Wirtschaft

Erwin Wurm: "Staat zwingt zur Kleinheit"

Der international angesehene Künstler Erwin Wurm lässt politische Themen nicht in seine Werke einfließen. Privat ist er aber ein kritischer Beobachter des Wirtschafts- und Politgeschehens, der sich auch kein Blatt vor den Mund nimmt.

KURIER: Spüren Sie als Künstler, der unter den 100 berühmtesten der Welt gerankt wird, eigentlich die Wirtschaftskrise?

Erwin Wurm: Nicht finanziell, aber als emotionale Belastung. Sie lastet ja in Medien und Gesprächen wie eine gewaltige Drohung auf uns.

Sie haben einmal gesagt, dass sich Herrscher und Politiker schon immer viel zu wichtig genommen haben. Es sei zum Lachen oder Weinen. Wonach ist Ihnen denn, wenn Sie die Europa-Politik verfolgen?

Es ist ein Drama, wie eine großartige Idee von nationalen Interessen und Lobbyingkräften völlig verhunzt wird. Wir werden von Leuten regiert, die überhaupt nicht wissen, wohin es gehen soll und sich untereinander nicht einig werden. Die Lobbyisten beeinflussen die Politik bis zum Exzess – egal ob beim Militär, im Gesundheits oder Nahrungsmittelmittelbereich – und sie lachen über uns Konsumenten.

Politikverdrossen?

Manchmal denk ich, wir stoßen an die Grenzen der Demokratie, nur fällt mir auch nichts Besseres ein. Nehmen Sie nur die Gewerkschaft. Dinosaurier wie ein Herr Neugebauer, die sich weigern, im Sinne des Fortschritts zu agieren, gehören weg. Dass sich die Lehrergewerkschaft nicht bewegt, halte ich auch für eine Sauerei. Die Arbeiterkammer ist ja auch nichts anderes als ein Lobbyingverein mit einem Präsidenten, der offensichtlich der letzte Kommunist in diesem Land ist. Eigentlich müsste man ihn im Museum ausstellen. Es ist eine Katastrophe, wenn ich seh, von wem wir Bürger vertreten werden.

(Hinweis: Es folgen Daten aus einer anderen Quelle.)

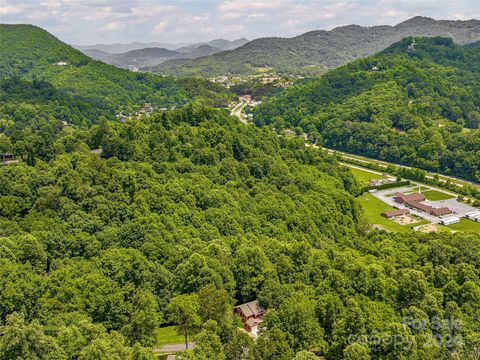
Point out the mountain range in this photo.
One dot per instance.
(37, 66)
(415, 103)
(151, 54)
(135, 59)
(315, 51)
(180, 47)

Fühlen Sie sich als Europäer oder Österreicher?

Allein können wir gar nichts ausrichten. Ich bin für die Vereinigten Staaten von Europa, alles andere ist lächerlich kleingeistig. Dafür braucht es aber Spielregeln, die nicht ständig abgewandelt oder nicht eingehalten werden. Und Spitzenpolitiker in Brüssel statt ausrangierten nationalen Parteibonzen. Ich finde es ja großartig, dass man den ehemaligen Innenminister Strasser in der Lobbying-Affäre überführt hat.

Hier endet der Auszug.